# Ärger mit der BG



## maniac (20 April 2011)

Hallo Leute
Ich hab mal wieder ne frage zur Sicherheit von Maschinen. 
Wir sind ein produzierendes Gewerbe und haben sehr viele Maschinen. Die Maschinen sind meist eigen Konstruktionen aber auch viele zukauf Maschinen. 
Nun hatten wir einen Rundgang mit unserer Berufsgenossenschaft. Der Mann von der BG hatte ein Problem mit einer CNC Biegemaschine, die wir zugekauft haben und auch eine CE Hat. Er sagte es müsste noch ein Zaun um das Magazin gebaut werden.
Darf der sowas überhaupt fordern? Der Hersteller der Biegemaschinen hat doch eine CE Kenzeichnung gemacht. 
Was passiert wenn wir das nicht machen was der BG Mensch will?

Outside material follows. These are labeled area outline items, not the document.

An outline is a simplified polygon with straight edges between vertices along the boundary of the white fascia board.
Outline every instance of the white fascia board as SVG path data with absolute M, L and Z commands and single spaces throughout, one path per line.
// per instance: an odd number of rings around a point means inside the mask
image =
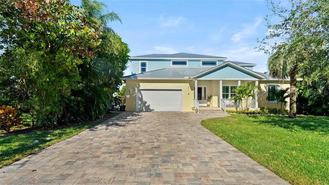
M 226 60 L 227 58 L 148 58 L 148 57 L 132 57 L 131 60 L 151 60 L 151 59 L 168 59 L 171 60 Z
M 185 78 L 123 78 L 123 80 L 191 80 L 192 79 Z
M 199 77 L 199 76 L 202 76 L 203 75 L 206 74 L 206 73 L 208 73 L 209 72 L 211 72 L 212 71 L 214 71 L 214 70 L 216 70 L 217 69 L 218 69 L 219 68 L 221 68 L 221 67 L 222 67 L 223 66 L 227 66 L 227 66 L 230 66 L 231 67 L 233 67 L 233 66 L 237 68 L 238 69 L 240 69 L 241 71 L 247 73 L 247 74 L 251 74 L 251 75 L 258 77 L 259 77 L 259 78 L 260 78 L 260 79 L 264 79 L 266 78 L 266 77 L 263 76 L 263 75 L 259 75 L 259 73 L 256 73 L 256 72 L 254 72 L 254 71 L 252 71 L 251 70 L 246 69 L 246 68 L 244 68 L 243 67 L 241 67 L 239 65 L 235 64 L 234 64 L 233 63 L 232 63 L 231 62 L 227 62 L 223 63 L 222 64 L 221 64 L 221 65 L 218 65 L 217 66 L 214 67 L 213 67 L 212 68 L 210 68 L 210 69 L 209 69 L 208 70 L 205 70 L 205 71 L 203 71 L 202 72 L 200 72 L 200 73 L 199 73 L 198 74 L 194 75 L 194 76 L 191 77 L 191 78 L 196 78 L 197 77 Z
M 223 80 L 223 81 L 225 81 L 225 80 L 244 80 L 244 81 L 256 81 L 256 80 L 260 80 L 259 79 L 258 79 L 257 78 L 254 78 L 254 79 L 236 79 L 236 78 L 230 78 L 230 79 L 214 79 L 214 78 L 209 78 L 209 79 L 196 79 L 197 81 L 203 81 L 203 80 Z

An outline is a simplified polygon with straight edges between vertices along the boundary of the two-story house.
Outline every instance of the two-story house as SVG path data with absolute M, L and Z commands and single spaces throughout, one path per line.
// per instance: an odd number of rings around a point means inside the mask
M 126 110 L 194 112 L 208 100 L 212 107 L 235 108 L 230 100 L 233 89 L 247 82 L 259 86 L 254 99 L 248 100 L 250 108 L 277 107 L 275 100 L 267 98 L 269 89 L 288 87 L 288 80 L 282 83 L 254 71 L 255 64 L 226 59 L 186 53 L 132 57 L 132 75 L 123 78 Z

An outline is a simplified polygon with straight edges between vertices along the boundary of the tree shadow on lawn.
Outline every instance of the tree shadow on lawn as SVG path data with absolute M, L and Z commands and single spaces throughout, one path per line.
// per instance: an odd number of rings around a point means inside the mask
M 323 116 L 299 116 L 297 119 L 289 118 L 285 116 L 266 116 L 266 120 L 259 120 L 257 116 L 254 121 L 260 124 L 266 124 L 273 126 L 279 126 L 291 131 L 304 130 L 322 133 L 329 135 L 329 118 Z

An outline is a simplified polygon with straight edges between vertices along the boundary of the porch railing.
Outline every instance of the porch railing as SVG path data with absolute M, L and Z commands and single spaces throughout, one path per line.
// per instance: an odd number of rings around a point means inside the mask
M 225 105 L 225 107 L 226 108 L 242 108 L 242 107 L 246 107 L 246 108 L 255 108 L 256 107 L 256 100 L 254 99 L 250 100 L 249 99 L 242 99 L 242 101 L 240 102 L 239 101 L 236 104 L 234 103 L 234 100 L 230 100 L 230 99 L 221 99 L 222 104 L 223 102 L 224 103 Z
M 199 101 L 197 99 L 194 99 L 194 108 L 196 108 L 196 111 L 197 111 L 198 113 L 200 113 L 199 107 Z
M 224 111 L 224 113 L 226 113 L 226 103 L 223 99 L 221 99 L 222 103 L 221 103 L 221 108 Z

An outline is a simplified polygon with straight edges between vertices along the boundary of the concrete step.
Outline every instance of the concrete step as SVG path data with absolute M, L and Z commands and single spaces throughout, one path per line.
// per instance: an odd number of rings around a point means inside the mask
M 224 110 L 218 107 L 200 106 L 200 113 L 224 113 Z

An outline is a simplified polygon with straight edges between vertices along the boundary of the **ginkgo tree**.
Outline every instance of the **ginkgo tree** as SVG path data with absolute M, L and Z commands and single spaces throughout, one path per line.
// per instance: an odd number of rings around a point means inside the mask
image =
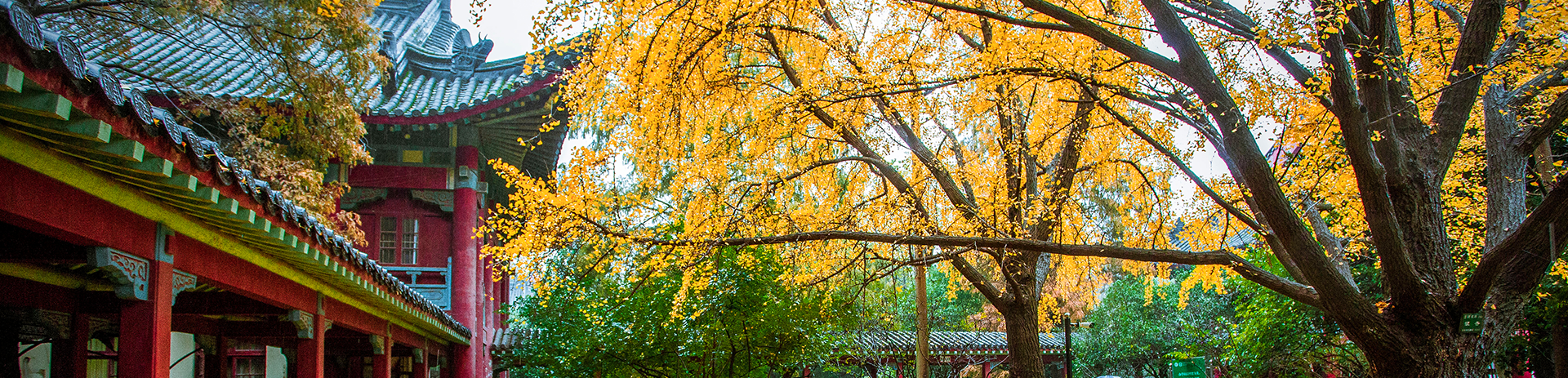
M 550 180 L 510 169 L 488 253 L 779 245 L 800 282 L 942 262 L 1002 314 L 1014 376 L 1043 373 L 1040 312 L 1093 273 L 1189 264 L 1189 285 L 1239 274 L 1325 311 L 1377 376 L 1479 376 L 1568 242 L 1543 143 L 1568 114 L 1565 20 L 1501 0 L 558 3 L 538 35 L 593 25 L 563 96 L 599 143 Z M 1226 174 L 1200 177 L 1176 133 Z M 1231 249 L 1239 229 L 1283 270 Z
M 177 104 L 180 122 L 216 140 L 238 165 L 271 182 L 339 234 L 364 242 L 359 218 L 337 209 L 348 190 L 325 180 L 328 162 L 370 163 L 359 119 L 387 67 L 368 0 L 19 0 L 61 35 L 83 41 L 105 75 Z M 152 41 L 147 41 L 147 39 Z M 182 53 L 149 60 L 147 49 Z M 154 45 L 154 47 L 147 47 Z M 221 80 L 180 67 L 223 60 L 270 72 L 246 82 L 260 96 L 212 93 Z M 171 69 L 176 67 L 176 69 Z M 204 85 L 205 82 L 205 85 Z M 230 85 L 221 82 L 218 86 Z M 232 89 L 232 88 L 230 88 Z

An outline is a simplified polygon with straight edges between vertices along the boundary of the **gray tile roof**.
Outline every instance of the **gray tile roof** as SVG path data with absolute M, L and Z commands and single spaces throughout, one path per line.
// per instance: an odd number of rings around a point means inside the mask
M 50 28 L 72 33 L 69 22 Z M 489 41 L 469 42 L 469 33 L 452 20 L 442 0 L 383 2 L 367 20 L 387 38 L 381 50 L 392 63 L 395 91 L 367 99 L 367 116 L 434 116 L 492 104 L 506 94 L 575 64 L 575 55 L 516 56 L 485 63 Z M 141 75 L 125 75 L 124 85 L 147 93 L 187 93 L 213 97 L 287 97 L 278 72 L 245 36 L 226 33 L 207 22 L 191 22 L 176 31 L 132 30 L 124 36 L 93 36 L 82 41 L 86 60 L 122 66 Z M 124 45 L 129 42 L 129 45 Z M 461 56 L 467 52 L 472 56 Z M 314 50 L 310 61 L 332 64 L 340 56 Z M 464 60 L 469 60 L 464 63 Z M 455 64 L 458 63 L 458 64 Z M 480 64 L 483 63 L 483 64 Z
M 14 31 L 0 33 L 0 45 L 6 49 L 19 45 L 24 49 L 19 53 L 34 56 L 33 61 L 66 66 L 71 77 L 64 77 L 63 80 L 74 80 L 72 83 L 75 88 L 82 88 L 82 91 L 88 93 L 88 96 L 103 96 L 105 100 L 102 104 L 114 108 L 114 111 L 125 111 L 122 114 L 129 114 L 135 119 L 135 125 L 138 125 L 151 138 L 166 138 L 169 146 L 176 147 L 177 154 L 188 154 L 194 168 L 212 171 L 213 177 L 218 177 L 220 180 L 216 185 L 235 187 L 240 193 L 251 196 L 251 199 L 263 207 L 254 209 L 256 212 L 267 212 L 292 223 L 301 235 L 312 238 L 321 249 L 343 260 L 348 267 L 351 267 L 351 270 L 358 270 L 378 287 L 394 293 L 394 296 L 401 298 L 412 307 L 426 312 L 434 317 L 436 322 L 452 328 L 458 334 L 464 337 L 470 336 L 467 326 L 458 323 L 452 318 L 452 315 L 419 292 L 412 290 L 403 281 L 394 278 L 386 268 L 368 259 L 367 254 L 354 249 L 347 238 L 328 229 L 315 216 L 310 216 L 304 207 L 295 205 L 293 201 L 285 199 L 282 193 L 273 190 L 268 182 L 256 179 L 251 171 L 238 168 L 234 157 L 227 157 L 221 149 L 218 149 L 218 143 L 205 140 L 196 135 L 191 129 L 179 125 L 179 122 L 174 121 L 174 116 L 168 111 L 151 107 L 146 100 L 149 88 L 138 88 L 130 83 L 132 78 L 125 78 L 122 74 L 116 74 L 114 69 L 107 69 L 96 61 L 85 58 L 83 52 L 91 47 L 83 49 L 83 44 L 77 39 L 61 36 L 55 30 L 50 30 L 13 0 L 0 0 L 0 9 L 6 13 L 6 17 L 0 20 L 0 24 L 8 24 L 0 25 L 0 30 Z M 180 55 L 180 52 L 143 50 L 136 52 L 135 56 L 168 58 L 183 55 Z M 174 61 L 180 60 L 174 58 Z M 249 77 L 249 74 L 241 72 L 243 69 L 230 67 L 230 64 L 235 64 L 232 61 L 207 63 L 210 64 L 204 67 L 213 67 L 215 71 L 221 69 L 221 72 L 218 72 L 221 77 Z M 168 72 L 183 72 L 172 67 L 176 66 L 171 66 L 171 71 Z M 183 74 L 194 75 L 191 72 Z M 221 80 L 209 82 L 216 83 Z M 226 85 L 223 88 L 232 85 Z
M 856 333 L 853 345 L 867 354 L 914 354 L 914 331 Z M 1007 351 L 1007 333 L 931 333 L 931 353 Z M 1040 350 L 1060 353 L 1062 334 L 1040 334 Z
M 492 343 L 497 351 L 517 348 L 533 337 L 541 337 L 549 329 L 511 328 L 495 334 Z M 933 354 L 964 354 L 964 353 L 996 353 L 1007 354 L 1007 333 L 931 333 Z M 1060 354 L 1063 350 L 1062 334 L 1040 334 L 1040 350 L 1044 354 Z M 855 333 L 850 347 L 853 354 L 914 354 L 914 331 L 864 331 Z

Mit was für Konsequenzen müssen wir rechnen?
Was passiert wenn wir es nicht machen was er will und es passiert ein Unfall genau an der stelle wor er den Zaun hin haben will?

Ziemlich viele Fragen. Vielleicht kann mir einer ja ne Antwort  geben.

Danke


----------



## jora (20 April 2011)

Hi maniac,

hat er seinen Wunsch begründet? Also nach Vorschrift DIN EN XYZ oder einfach nur nach Gefühl beurteilt?
Ich kenn mich da nicht wirklich aus, hatte aber auch schon das eine oder andere mal ne "nette" Diskussion mit der BG. Soweit ich das ganze verstanden habe, ist die BG ja nur der Versicherungsträger, oder?
Aber das heißt allerdings im logischen Rückschluss das die sich dann im Schaden quer stellen könnten.

Gruß


----------



## Gerhard Bäurle (20 April 2011)

maniac schrieb:


> Nun hatten wir einen Rundgang mit unserer Berufsgenossenschaft. Der Mann von der BG hatte ein Problem mit einer CNC Biegemaschine, die wir zugekauft haben und auch eine CE Hat. Er sagte es müsste noch ein Zaun um das Magazin gebaut werden.
> Darf der sowas überhaupt fordern?



Warum nicht? Die BG muss ja bezahlen, wenn es wo 
schief geht.




maniac schrieb:


> Der Hersteller der Biegemaschinen hat doch eine CE Kenzeichnung gemacht.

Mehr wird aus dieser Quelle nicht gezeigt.